A magnetic trip element circuit breaker uses an electromagnet in series with the circuit load as in figure 2-20. With normal current, the electromagnet will not have enough attraction to the trip bar to move it, and the contacts will remain closed as shown in figure 2-20, view A. The strength of the magnetic field of the electromagnet increases as current through the coil increases. As soon as the current in the circuit becomes large enough, the trip bar is pulled toward the magnetic element (electromagnet), the contacts are opened, and the current stops, as shown in figure 2-20, view B.

Figure 2-20. - Magnetic trip element action; Closed contacts;

The amount of current needed to trip the circuit breaker depends on the size of the gap between the trip bar and the magnetic element. On some circuit breakers, this gap (and therefore the trip current) is adjustable.

THERMAL-MAGNETIC TRIP ELEMENT

The thermal trip element circuit breaker, like a delay fuse, will protect a circuit against a small overload that continues for a long time.
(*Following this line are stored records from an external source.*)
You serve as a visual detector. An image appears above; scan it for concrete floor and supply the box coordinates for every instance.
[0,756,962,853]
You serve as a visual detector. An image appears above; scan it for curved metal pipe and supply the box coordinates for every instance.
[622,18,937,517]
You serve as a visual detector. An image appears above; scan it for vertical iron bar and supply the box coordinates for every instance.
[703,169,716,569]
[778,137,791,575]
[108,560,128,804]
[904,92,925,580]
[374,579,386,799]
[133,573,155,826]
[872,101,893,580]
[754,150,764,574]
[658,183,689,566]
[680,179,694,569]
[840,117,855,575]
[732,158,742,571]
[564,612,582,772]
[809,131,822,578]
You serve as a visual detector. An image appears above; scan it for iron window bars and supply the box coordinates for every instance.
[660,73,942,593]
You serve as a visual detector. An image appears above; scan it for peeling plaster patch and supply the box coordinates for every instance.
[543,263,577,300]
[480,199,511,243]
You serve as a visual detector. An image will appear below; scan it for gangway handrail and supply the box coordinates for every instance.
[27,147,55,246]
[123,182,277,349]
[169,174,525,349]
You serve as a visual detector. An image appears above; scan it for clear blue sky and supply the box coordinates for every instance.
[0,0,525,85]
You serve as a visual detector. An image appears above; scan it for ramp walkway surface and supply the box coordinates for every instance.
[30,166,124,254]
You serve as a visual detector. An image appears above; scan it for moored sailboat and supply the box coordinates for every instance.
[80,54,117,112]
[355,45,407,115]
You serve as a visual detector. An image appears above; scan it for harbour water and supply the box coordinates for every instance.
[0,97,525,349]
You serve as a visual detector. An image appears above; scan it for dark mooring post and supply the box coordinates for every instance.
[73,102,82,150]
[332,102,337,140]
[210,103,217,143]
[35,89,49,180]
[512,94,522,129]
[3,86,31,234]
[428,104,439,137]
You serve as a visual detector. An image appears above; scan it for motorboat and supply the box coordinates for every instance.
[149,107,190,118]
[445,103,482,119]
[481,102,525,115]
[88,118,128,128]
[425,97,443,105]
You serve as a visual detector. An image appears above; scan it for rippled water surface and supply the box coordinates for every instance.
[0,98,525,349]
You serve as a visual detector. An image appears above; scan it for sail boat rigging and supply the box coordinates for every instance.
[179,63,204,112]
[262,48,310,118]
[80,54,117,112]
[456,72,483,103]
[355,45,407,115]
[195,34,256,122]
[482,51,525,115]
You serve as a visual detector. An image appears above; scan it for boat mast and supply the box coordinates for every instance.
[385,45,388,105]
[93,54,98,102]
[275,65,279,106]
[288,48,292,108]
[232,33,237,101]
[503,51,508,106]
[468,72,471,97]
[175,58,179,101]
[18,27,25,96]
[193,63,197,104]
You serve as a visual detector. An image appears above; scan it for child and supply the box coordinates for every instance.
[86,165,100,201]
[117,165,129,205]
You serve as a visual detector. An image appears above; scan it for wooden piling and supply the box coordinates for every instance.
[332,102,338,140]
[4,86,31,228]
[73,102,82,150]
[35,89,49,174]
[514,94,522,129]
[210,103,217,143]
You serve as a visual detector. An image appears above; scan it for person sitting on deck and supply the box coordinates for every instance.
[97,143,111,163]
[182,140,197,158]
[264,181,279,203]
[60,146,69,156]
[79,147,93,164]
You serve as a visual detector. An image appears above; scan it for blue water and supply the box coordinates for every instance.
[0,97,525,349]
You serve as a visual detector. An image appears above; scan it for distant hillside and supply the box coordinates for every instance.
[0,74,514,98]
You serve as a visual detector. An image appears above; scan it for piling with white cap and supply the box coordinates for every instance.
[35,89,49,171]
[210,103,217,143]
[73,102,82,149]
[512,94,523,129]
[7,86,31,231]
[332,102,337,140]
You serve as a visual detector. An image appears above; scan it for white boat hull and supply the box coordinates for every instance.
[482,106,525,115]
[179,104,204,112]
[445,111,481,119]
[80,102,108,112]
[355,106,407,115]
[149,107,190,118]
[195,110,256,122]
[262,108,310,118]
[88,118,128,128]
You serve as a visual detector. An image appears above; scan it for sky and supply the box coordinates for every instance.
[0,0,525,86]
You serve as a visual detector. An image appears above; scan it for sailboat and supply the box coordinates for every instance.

The larger the overload, the faster the circuit breaker will trip. The thermal element will also protect the circuit against temperature increases. A magnetic circuit breaker will trip instantly when the preset current is present. In some applications, both types of protection are desired. Rather than use two separate circuit breakers, a single trip element combining thermal and magnetic trip elements is used. A thermal-magnetic trip element is shown in figure 2-21.

Figure 2-21. - Thermal-magnetic element action:

In the thermal-magnetic trip element circuit breaker, a magnetic element (electromagnet) is connected in series with the circuit load, and a bimetallic element is heated by the load current. With normal circuit current, the bimetallic element does not bend, and the magnetic element does not attract the trip bar, as shown in figure 2-21, view A.

If the temperature or current increases over a sustained period of time, the bimetallic element will bend, push the trip bar and release the latch. The circuit breaker will trip as shown in figure 2-21, view B.

If the current suddenly or rapidly increases enough, the magnetic element will attract the trip bar, release the latch, and the circuit breaker will trip, as shown in figure 2-21, view C. (This circuit breaker has tripped even though the thermal element has not had time to react to the increased current.)